I then attempt to train the model using :
python translate.py --from_train_data my-from-train-data --to_train_data my-to-train-data
This returns with an error :
tensorflow.python.framework.errors_impl.NotFoundError: my-from-train-data.ids40000
Appears I need to create file my-from-train-data.ids40000 , what should it's contents be ? Is there an example of how to train this model using custom data ?
blue-sky
Great question, training a model on your own data is way more fun than using the standard data. An example of what you could put in the terminal is:
python translate.py --from_train_data mydatadir/to_translate.in --to_train_data mydatadir/to_translate.out --from_dev_data mydatadir/test_to_translate.in --to_dev_data mydatadir/test_to_translate.out --train_dir train_dir_model --data_dir mydatadir
What goes wrong in your example is that you are not pointing to a file, but to a folder. from_train_data should always point to a plaintext file, whose rows should be aligned with those in the to_train_data file.
Also: as soon as you run this script with sensible data (more than one line ;) ), translate.py will generate your ids (40.000 if from_vocab_size and to_vocab_size are not set). Important to know is that this file is created in the folder specified by data_dir... if you do not specify one this means they are generated in /tmp (I prefer them at the same place as my data).
Hope this helps!
Quick answer to :
Appears I need to create file my-from-train-data.ids40000 , what should it's contents be ? Is there an example of how to train this model using custom data ?

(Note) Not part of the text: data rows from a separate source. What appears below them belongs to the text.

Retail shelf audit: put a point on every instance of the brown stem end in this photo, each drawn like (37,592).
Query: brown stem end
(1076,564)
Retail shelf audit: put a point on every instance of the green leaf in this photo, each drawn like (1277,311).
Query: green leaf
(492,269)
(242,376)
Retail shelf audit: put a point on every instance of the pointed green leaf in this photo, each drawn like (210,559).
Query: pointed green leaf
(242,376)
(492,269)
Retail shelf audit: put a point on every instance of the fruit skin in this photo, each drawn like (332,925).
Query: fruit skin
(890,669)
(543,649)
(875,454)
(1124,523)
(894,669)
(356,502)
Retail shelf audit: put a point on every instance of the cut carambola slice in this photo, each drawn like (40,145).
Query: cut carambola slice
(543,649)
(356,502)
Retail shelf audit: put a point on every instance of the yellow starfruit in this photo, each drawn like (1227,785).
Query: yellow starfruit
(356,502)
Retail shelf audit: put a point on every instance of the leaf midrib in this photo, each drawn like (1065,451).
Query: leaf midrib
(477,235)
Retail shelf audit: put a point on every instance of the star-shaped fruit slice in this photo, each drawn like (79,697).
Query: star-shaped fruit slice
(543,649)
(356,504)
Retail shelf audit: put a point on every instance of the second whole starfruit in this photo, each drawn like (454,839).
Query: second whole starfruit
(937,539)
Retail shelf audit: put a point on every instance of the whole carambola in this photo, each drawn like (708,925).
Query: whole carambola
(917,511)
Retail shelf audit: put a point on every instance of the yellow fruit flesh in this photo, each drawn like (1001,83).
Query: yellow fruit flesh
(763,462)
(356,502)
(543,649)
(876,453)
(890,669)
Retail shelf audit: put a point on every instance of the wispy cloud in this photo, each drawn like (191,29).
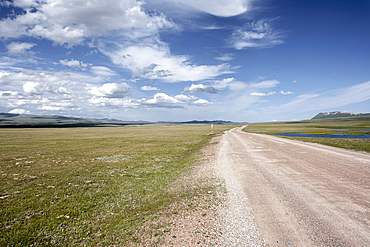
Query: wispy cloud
(286,92)
(200,88)
(70,24)
(223,8)
(73,63)
(326,101)
(265,84)
(226,57)
(153,60)
(258,34)
(111,90)
(16,48)
(149,88)
(263,94)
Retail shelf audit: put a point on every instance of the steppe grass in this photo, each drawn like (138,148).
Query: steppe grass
(91,186)
(318,127)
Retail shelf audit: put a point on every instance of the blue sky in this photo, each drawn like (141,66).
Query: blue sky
(178,60)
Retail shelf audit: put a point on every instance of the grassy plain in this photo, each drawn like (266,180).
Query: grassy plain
(320,127)
(91,186)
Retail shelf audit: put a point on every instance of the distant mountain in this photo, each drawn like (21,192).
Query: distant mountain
(9,120)
(203,122)
(335,114)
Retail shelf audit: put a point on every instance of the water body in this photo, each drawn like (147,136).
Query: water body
(365,136)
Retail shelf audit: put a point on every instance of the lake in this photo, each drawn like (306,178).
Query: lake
(365,136)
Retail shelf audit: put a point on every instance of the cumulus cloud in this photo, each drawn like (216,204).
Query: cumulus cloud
(224,8)
(149,88)
(114,102)
(73,63)
(226,57)
(19,111)
(230,83)
(102,71)
(162,100)
(200,88)
(16,48)
(265,84)
(258,34)
(71,21)
(185,98)
(111,90)
(202,102)
(286,93)
(262,94)
(154,61)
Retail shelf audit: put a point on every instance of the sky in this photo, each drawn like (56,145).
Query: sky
(180,60)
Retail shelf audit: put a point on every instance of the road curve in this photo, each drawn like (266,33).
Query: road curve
(301,194)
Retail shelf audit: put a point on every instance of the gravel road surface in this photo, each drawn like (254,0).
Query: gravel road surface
(288,193)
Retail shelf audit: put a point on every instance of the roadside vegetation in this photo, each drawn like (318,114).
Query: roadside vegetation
(92,186)
(348,125)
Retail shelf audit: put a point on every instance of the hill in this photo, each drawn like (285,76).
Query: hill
(10,120)
(337,114)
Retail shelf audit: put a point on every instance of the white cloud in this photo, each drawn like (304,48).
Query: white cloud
(114,102)
(73,63)
(265,84)
(224,8)
(286,93)
(161,100)
(185,98)
(200,88)
(154,61)
(202,102)
(71,21)
(111,90)
(230,83)
(258,34)
(16,48)
(226,57)
(34,88)
(149,88)
(102,71)
(19,111)
(263,94)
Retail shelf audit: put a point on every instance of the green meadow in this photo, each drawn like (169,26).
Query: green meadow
(91,186)
(347,125)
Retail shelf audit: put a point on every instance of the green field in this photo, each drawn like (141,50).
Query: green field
(321,127)
(90,186)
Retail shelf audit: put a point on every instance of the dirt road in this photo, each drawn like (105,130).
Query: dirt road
(300,194)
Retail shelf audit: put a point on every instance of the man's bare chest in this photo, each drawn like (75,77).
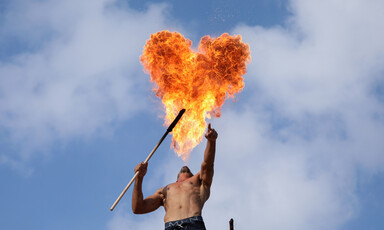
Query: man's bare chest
(181,189)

Yes, that's the vocab/ word-id file missing, which is generated when preparing to create the data.
Here is a tutorial from the Tesnorflow documentation.
quick over-view of the files and why you might be confused by the files outputted vs what to use:
python/ops/seq2seq.py: >> Library for building sequence-to-sequence models.
models/rnn/translate/seq2seq_model.py: >> Neural translation sequence-to-sequence model.
models/rnn/translate/data_utils.py: >> Helper functions for preparing translation data.
models/rnn/translate/translate.py: >> Binary that trains and runs the translation model.
The Tensorflow translate.py file requires several files to be generated when using your own corpus to translate.
It needs to be aligned, meaning: language line 1 in file 1. <> language line 1 file 2. This
allows the model to do encoding and decoding.
You want to make sure the Vocabulary have been generated from the dataset using this file:
Check these steps:
python translate.py
--data_dir [your_data_directory] --train_dir [checkpoints_directory]
--en_vocab_size=40000 --fr_vocab_size=40000
Note! If the Vocab-size is lower, then change that value.
There is a longer discussion here tensorflow/issues/600
If all else fails, check out this ByteNet implementation in Tensorflow which does translation task as well.